I have heard that "it's all about community" in homilies my entire life.  I've read "it's all about community" in all kinds of Catholic literature and newspapers.  I've heard in Catholic schools that "it's all about community."  That "theology" has infused itself into every form of Catholic discourse.

The problem with saying "it's all about community" (as most readers of this blog surely know) is that it isn't ALL about community.  It's about the Eucharist and the sacraments, it is about care for the poor and marginalized, it is about the corporal and spiritual works of mercy, it is about prayer, it is about Apostolic Succession going back to Saint Peter, it is about conversion, it is about penance and fasting, it is about love, it's about papal infallibility, it's about the universal Church, it is about the Blessed Mother, it is about the Mass...the list could go on indefinitely.

Is "community" a VERY important thing in the Catholic Church?  Absolutely.  However, as with all things, a little more moderation in using the phrase, a little more balanced preaching over the past few decades, a few more homilies on the nature of the Church and who a bishop is, a few more homilies on the Eucharist (and not just saying that "the Eucharist is community"), a little more balance might have helped people more easily come to grips with a parish community being closed. 

My home parish of Nativity is where I spent most of my life.  I went to school there.  Some of my best friends still to this day were classmates back in the day and are now raising their kids and sending them to Nativity.  My brothers and sisters were baptized there.  I used to read at Mass and serve there.  I went to coffee and donuts every Sunday if Dad let us.  I played sports there, at least a few years ago I knew everyone in the parish.  I had my first Mass there as a priest.  Nativity is about as tight-knit a community as you'll ever find.  And yet if word came down that Nativity were to be closed at some point in the future, I would be EXTREMELY sad, but I wouldn't be upset at the Church or the Bishop.  I would stay Catholic and I would mourn the end of an era with my fellow parishioners.  But I think that my relative ease with a decision like that would come from the fact that I have been blessed to hear from other places that while community is great, Church is about more than community.

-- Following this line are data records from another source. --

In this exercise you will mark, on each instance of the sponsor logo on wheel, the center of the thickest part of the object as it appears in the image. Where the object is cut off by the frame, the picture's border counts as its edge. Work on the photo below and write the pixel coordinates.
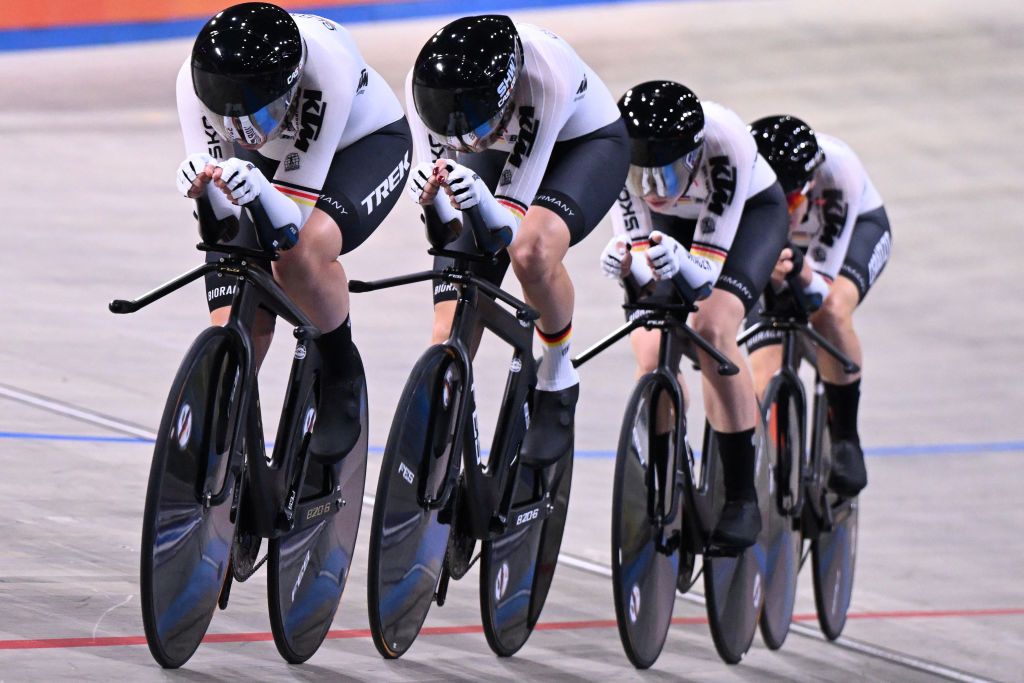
(634, 603)
(184, 426)
(502, 581)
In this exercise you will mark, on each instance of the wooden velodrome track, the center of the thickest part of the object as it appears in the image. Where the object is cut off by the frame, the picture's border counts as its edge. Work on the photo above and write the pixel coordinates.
(929, 94)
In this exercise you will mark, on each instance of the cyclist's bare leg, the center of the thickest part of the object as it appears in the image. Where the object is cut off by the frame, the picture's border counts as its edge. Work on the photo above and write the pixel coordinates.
(313, 278)
(765, 361)
(729, 400)
(835, 322)
(311, 274)
(537, 257)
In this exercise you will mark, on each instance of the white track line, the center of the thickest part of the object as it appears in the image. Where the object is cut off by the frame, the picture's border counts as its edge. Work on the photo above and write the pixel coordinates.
(77, 413)
(580, 563)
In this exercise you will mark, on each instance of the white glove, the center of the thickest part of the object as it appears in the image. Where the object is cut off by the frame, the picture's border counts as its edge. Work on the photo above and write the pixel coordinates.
(467, 188)
(419, 177)
(189, 170)
(668, 257)
(664, 255)
(243, 179)
(816, 292)
(612, 256)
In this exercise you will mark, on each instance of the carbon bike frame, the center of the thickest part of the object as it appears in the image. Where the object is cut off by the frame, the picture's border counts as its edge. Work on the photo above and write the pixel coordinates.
(670, 319)
(256, 288)
(800, 342)
(489, 486)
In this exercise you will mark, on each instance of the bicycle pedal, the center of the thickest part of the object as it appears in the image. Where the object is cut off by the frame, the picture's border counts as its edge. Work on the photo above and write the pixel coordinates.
(723, 551)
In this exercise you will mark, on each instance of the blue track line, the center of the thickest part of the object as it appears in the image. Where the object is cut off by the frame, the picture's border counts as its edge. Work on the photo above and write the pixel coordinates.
(104, 34)
(877, 452)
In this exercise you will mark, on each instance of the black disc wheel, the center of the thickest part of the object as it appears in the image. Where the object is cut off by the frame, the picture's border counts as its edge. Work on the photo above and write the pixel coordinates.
(646, 520)
(516, 568)
(187, 527)
(834, 552)
(407, 541)
(734, 586)
(783, 415)
(307, 568)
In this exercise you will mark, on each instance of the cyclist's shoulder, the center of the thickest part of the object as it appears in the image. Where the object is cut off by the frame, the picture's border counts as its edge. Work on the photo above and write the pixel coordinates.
(723, 127)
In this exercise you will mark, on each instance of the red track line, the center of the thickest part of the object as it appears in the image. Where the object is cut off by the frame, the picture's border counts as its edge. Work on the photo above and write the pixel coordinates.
(62, 643)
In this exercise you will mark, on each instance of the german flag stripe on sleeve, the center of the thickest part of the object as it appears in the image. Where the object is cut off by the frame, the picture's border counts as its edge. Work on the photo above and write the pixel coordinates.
(299, 196)
(709, 251)
(517, 208)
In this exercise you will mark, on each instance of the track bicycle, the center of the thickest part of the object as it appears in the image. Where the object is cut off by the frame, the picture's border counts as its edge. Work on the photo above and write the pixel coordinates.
(664, 510)
(214, 493)
(805, 511)
(438, 495)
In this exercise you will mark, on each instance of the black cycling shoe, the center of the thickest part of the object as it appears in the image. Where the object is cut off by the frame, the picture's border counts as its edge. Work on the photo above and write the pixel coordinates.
(848, 475)
(337, 428)
(550, 433)
(738, 525)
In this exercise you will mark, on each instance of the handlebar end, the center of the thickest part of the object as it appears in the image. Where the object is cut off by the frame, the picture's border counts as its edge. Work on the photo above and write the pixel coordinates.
(121, 306)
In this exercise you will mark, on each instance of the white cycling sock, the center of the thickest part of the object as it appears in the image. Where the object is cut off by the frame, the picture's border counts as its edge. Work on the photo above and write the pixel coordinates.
(556, 371)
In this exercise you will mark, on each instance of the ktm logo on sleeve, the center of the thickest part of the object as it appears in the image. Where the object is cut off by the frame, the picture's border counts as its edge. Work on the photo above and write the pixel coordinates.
(834, 212)
(527, 135)
(313, 111)
(722, 182)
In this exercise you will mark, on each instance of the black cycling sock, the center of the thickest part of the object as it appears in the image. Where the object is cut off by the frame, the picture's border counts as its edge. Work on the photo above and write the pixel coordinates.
(843, 402)
(338, 353)
(738, 460)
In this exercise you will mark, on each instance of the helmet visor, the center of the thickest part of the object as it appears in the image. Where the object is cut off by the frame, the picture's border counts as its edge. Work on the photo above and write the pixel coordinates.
(665, 181)
(478, 138)
(259, 127)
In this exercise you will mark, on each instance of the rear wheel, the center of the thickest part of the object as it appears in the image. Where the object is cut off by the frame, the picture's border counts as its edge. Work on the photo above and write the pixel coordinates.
(734, 586)
(308, 567)
(784, 421)
(644, 545)
(516, 568)
(186, 532)
(407, 541)
(834, 552)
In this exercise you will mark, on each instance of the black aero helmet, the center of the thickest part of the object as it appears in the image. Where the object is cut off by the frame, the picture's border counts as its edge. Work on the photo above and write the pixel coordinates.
(246, 67)
(464, 78)
(665, 122)
(791, 148)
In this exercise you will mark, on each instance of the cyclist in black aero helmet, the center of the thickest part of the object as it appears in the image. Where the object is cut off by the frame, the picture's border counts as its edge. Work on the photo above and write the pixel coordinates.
(509, 118)
(837, 217)
(284, 108)
(700, 202)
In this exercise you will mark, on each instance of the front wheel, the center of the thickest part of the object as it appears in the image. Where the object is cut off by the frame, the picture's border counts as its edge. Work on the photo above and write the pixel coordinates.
(646, 519)
(307, 568)
(783, 415)
(734, 586)
(187, 527)
(516, 568)
(407, 540)
(834, 552)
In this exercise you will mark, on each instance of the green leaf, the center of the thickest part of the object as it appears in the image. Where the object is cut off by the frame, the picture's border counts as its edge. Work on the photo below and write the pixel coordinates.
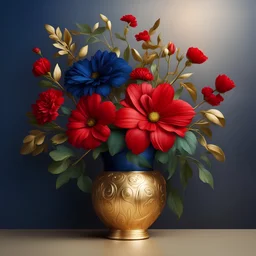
(99, 31)
(186, 173)
(178, 93)
(138, 160)
(116, 142)
(205, 176)
(162, 157)
(47, 84)
(65, 110)
(174, 201)
(187, 144)
(127, 53)
(62, 152)
(84, 183)
(59, 167)
(118, 36)
(86, 29)
(102, 148)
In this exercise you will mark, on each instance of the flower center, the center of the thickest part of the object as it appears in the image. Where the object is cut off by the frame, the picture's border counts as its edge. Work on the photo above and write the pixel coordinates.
(95, 75)
(154, 117)
(91, 122)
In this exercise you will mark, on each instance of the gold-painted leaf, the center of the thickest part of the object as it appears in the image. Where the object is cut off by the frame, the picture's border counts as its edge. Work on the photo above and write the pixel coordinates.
(28, 138)
(58, 33)
(50, 29)
(57, 73)
(136, 55)
(59, 138)
(83, 51)
(154, 28)
(67, 37)
(217, 152)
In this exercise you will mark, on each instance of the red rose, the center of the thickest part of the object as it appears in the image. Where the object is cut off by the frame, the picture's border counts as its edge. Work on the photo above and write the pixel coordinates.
(141, 74)
(224, 84)
(171, 48)
(41, 67)
(46, 108)
(151, 115)
(88, 124)
(36, 50)
(196, 56)
(143, 36)
(130, 19)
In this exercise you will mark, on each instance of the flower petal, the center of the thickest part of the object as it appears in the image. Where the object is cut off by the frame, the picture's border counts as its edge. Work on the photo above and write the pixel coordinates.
(162, 140)
(137, 140)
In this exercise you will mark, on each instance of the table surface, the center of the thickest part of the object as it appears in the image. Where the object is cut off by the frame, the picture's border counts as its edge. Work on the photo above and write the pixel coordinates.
(161, 243)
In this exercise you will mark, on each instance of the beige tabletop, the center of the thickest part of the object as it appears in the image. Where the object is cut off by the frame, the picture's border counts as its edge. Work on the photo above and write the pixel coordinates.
(161, 243)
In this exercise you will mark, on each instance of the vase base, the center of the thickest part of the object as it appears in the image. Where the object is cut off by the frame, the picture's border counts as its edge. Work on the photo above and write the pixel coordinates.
(136, 234)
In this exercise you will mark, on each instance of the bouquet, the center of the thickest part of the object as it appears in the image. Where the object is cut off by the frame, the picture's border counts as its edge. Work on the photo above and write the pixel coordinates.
(104, 104)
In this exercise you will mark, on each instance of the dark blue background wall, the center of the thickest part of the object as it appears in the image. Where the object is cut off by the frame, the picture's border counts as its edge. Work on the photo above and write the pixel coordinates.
(224, 29)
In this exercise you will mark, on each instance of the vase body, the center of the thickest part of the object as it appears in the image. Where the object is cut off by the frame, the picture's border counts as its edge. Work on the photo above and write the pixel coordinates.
(128, 201)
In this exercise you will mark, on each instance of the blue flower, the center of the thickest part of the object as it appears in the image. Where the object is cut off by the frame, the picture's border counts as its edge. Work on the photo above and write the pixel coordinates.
(98, 75)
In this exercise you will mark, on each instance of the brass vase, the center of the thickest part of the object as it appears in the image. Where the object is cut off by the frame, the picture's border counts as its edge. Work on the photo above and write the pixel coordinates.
(129, 202)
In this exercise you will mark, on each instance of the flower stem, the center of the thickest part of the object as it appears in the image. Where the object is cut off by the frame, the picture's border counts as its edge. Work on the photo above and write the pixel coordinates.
(77, 161)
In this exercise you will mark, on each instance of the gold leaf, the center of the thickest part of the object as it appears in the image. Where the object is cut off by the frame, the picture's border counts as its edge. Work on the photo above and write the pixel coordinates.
(191, 90)
(57, 73)
(136, 55)
(28, 138)
(83, 51)
(58, 33)
(28, 148)
(185, 76)
(155, 26)
(104, 18)
(50, 29)
(67, 37)
(217, 152)
(59, 138)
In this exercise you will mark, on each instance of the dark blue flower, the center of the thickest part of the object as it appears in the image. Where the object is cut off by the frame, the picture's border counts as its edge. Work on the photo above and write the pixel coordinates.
(98, 75)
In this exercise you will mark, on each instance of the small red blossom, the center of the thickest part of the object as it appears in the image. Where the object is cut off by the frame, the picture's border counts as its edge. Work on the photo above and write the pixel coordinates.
(196, 56)
(143, 36)
(46, 107)
(36, 50)
(171, 48)
(141, 74)
(151, 115)
(224, 84)
(88, 123)
(130, 19)
(41, 67)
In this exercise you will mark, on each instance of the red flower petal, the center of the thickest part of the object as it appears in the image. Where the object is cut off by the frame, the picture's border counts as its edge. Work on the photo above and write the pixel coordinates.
(128, 118)
(162, 140)
(137, 140)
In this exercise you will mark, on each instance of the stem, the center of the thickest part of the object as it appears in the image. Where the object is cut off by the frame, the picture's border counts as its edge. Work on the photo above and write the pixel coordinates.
(77, 161)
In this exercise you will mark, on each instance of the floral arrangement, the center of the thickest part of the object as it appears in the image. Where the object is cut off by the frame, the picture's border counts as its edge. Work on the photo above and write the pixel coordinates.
(110, 105)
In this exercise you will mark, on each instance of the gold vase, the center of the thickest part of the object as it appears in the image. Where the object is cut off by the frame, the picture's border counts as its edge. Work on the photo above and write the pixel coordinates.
(128, 203)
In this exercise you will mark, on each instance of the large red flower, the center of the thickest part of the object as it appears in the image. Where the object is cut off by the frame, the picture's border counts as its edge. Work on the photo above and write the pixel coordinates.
(88, 124)
(151, 115)
(130, 19)
(46, 108)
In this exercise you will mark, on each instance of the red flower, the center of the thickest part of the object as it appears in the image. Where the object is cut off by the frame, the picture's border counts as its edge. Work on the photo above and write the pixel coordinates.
(224, 84)
(87, 125)
(196, 56)
(143, 36)
(171, 48)
(130, 19)
(141, 74)
(41, 67)
(151, 115)
(46, 108)
(36, 50)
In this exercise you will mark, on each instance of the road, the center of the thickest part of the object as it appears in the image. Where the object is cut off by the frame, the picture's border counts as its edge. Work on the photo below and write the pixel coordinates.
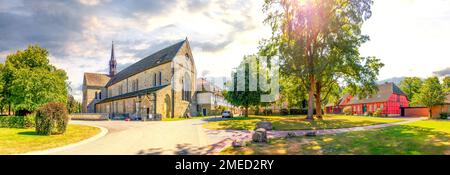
(142, 138)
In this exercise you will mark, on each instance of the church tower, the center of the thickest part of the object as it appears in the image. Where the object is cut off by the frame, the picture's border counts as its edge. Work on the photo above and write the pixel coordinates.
(112, 63)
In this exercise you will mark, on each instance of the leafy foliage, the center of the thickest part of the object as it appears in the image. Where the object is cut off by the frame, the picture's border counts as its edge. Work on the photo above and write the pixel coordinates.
(431, 93)
(244, 97)
(318, 42)
(52, 118)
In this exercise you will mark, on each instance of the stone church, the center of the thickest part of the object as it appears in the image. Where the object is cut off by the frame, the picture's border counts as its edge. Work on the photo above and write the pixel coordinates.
(159, 85)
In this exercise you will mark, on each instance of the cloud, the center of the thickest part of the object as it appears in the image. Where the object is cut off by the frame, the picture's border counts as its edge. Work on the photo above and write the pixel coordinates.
(443, 72)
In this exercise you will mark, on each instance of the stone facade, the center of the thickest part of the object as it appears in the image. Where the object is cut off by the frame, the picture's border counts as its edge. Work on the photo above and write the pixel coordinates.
(165, 86)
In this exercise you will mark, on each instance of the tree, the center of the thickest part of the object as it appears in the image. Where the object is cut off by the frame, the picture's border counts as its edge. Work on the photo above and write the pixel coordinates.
(291, 92)
(446, 84)
(318, 42)
(411, 86)
(244, 97)
(32, 81)
(431, 94)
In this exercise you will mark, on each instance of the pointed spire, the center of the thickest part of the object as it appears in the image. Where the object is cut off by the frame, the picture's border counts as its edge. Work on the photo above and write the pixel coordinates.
(112, 62)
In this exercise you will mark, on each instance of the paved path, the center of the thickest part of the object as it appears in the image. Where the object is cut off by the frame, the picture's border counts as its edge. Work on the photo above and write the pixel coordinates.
(175, 137)
(125, 138)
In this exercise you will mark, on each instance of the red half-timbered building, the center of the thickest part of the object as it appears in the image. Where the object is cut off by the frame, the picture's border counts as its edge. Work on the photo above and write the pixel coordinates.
(389, 99)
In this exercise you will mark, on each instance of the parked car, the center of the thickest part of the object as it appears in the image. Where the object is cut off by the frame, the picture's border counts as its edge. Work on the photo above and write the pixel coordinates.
(227, 114)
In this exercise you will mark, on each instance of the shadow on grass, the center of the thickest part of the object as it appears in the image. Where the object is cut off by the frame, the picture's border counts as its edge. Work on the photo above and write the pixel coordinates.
(181, 149)
(395, 140)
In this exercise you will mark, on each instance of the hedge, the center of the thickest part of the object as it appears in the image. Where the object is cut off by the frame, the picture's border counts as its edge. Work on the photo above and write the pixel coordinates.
(17, 121)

But as it is, we can't be surprised when, after people have been hearing it's ALL about community for so long, that people would be upset when the community is threatened to be merged with another parish and a community made to change or adapt. 

As the famous phrase goes, "ideas have consequences", and so spreading the idea far and wide for the last 40 years that it is "all about community", when it ought to be quite clear to any priest who has had the chance to learn the faith and is asked to care for people, that saying it is "all about community" has consequences that are playing out in the lives of people whom I care for right now, and very sadly, for some, it may even lead to them leaving the Faith as a whole.  I don't think anyone would leave the Catholic Church if they had been taught what the Faith is as an entirety, but when the vast majority of what has been preached for a long time in our Catholic Church is NOT the whole picture, then I guess when that faulty vision of Church abruptly comes to a halt, there is always going to be serious repercussions. 

Please pray for me during this time that I may be a good and holy shepherd of souls through this difficult process, and please pray for all of my parishioners who are a bunch of good and holy people who have been disoriented and are still trying to figure out how to move forward through difficult and trying times.


  1. not only well said, but needed to be said.

  2. Very well said Father. You have hit a home run. It is only about community in the sense that it is a community of the faithful living the faith corporately. It is nonsense to think of this ecclesia in any other terms. I am so encouraged with this new crop of young priests that our Lord and mother Mary has given us that get it.


    1. Thanks. I would just say that "nonsense" is too harsh because if people haven't been shown/preached/taught any other way to comprehend the Church, then they certainly can't be held responsible for their view of what the Church is. The blame falls squarely on the priests who failed to teach the complete picture.

    2. Perhaps you are right Fr. Hollowell. Sometimes my tact leaves something to be desired and I could make the point with a leather mallet that forms rather than a hammer with too much force that overworks the metal, thereby coming across as harsh and unloving. On the other hand when I have been in a teaching role, and I am not here, I ask three questions; 1,) Where do they need to be? 2.) What do I need to do to get them there? and 3.) What do they need to do to get there? I also want to instill a sense of personal responsibility in others so that they will own their convictions and stand firm in what they were taught and what they thought thru on a personal level. Thanks for the correction and instruction.